The Case of Thomas N.
- First Edition (US)
- Author: John David Morley
- Language: English
- Genre: Fiction, mystery, crime, philosophical
- Publisher: André Deutsch (UK) The Atlantic Monthly Press (US)
- Publication date: 1987
- Media type: Print (hardback)
- Pages: 214 pp (US edition)
- ISBN: 0-233-98150-0 (UK) ISBN 0-87113-152-8 (US)

= The Case of Thomas N. =

1987 novel by John David Morley

The Case of Thomas N. (1987) is a novel by John David Morley.

== Summary ==
"Found by a police officer on a bench by the river" in an unnamed European city, a 16-year-old amnesiac boy is given the name ‘Thomas N.’ by state officials (‘N.’ being a bureaucratic abbreviation of ‘Name Unknown’), before being diagnosed as suffering from a "fear of anything that objectively demonstrated his existence". Explicitly referencing the mysterious 19th century case of Kaspar Hauser, the novel follows Thomas N.'s progress from psychiatric clinic to orphanage to an ostensibly normal existence living in a boarding-house and working in a nearby hotel. But soon he is embroiled in the investigation of an especially vicious and brutal murder, charged with a crime of which he has no memory of committing.

== Reception ==

"To refer to The Case of Thomas N. as a thriller-as-philosophical enquiry would convey, roughly, the mix of intellectual and narrative excitement it contains.
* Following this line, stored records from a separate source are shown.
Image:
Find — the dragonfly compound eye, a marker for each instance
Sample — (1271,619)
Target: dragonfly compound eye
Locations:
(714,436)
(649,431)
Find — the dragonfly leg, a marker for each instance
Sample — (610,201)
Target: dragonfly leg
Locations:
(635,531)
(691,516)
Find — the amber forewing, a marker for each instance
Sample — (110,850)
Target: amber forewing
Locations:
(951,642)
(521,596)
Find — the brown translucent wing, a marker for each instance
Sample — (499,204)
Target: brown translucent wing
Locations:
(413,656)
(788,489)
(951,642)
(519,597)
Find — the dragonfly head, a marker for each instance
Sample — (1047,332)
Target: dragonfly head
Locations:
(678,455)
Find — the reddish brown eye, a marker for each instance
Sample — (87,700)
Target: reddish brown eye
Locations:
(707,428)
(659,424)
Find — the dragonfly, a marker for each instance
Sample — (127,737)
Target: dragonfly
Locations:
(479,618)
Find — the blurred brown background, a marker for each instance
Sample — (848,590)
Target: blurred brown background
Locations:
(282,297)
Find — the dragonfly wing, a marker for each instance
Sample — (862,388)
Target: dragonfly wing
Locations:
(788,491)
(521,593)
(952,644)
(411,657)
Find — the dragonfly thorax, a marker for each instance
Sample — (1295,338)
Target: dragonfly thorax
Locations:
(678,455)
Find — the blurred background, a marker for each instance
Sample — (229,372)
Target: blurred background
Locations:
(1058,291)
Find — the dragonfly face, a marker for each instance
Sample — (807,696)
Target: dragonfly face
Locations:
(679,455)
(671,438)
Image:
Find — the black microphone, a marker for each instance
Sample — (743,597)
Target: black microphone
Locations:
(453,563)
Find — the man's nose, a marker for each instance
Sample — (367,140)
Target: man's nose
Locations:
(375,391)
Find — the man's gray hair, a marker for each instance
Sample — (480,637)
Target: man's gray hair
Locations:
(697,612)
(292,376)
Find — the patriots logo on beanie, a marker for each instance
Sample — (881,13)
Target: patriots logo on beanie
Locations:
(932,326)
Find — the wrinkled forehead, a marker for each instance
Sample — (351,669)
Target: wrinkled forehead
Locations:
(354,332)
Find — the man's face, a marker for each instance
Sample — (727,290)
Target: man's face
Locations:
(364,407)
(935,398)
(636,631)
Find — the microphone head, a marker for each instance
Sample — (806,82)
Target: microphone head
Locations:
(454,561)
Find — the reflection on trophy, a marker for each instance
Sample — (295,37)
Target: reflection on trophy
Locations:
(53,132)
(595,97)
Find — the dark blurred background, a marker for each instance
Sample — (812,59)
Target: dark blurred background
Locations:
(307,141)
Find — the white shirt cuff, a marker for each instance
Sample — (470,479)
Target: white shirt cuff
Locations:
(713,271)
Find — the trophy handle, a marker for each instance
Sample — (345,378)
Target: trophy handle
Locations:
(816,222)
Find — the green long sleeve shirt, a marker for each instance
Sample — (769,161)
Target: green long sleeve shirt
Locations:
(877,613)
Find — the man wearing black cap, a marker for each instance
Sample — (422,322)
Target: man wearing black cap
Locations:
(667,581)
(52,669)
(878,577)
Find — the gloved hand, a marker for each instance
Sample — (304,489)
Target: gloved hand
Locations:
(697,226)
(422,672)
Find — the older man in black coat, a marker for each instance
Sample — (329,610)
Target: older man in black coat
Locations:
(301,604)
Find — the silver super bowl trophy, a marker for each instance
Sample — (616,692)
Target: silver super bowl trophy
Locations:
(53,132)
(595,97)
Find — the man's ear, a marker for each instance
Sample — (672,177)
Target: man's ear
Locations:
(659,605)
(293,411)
But it would not do justice to the precision of Morley’s prose, the playful rigour of his ideas, or the suggestiveness of his method" wrote Robert Winder in The Independent, concluding: "Morley will some day be a name to be reckoned with." In her review in The Spectator, novelist Anita Brookner saw the book as "a fearsome piece of work… Mr. Morley has contrived a nightmare. A reminder of the European origins of the psychological novel, it is an achievement worthy of considerable respect."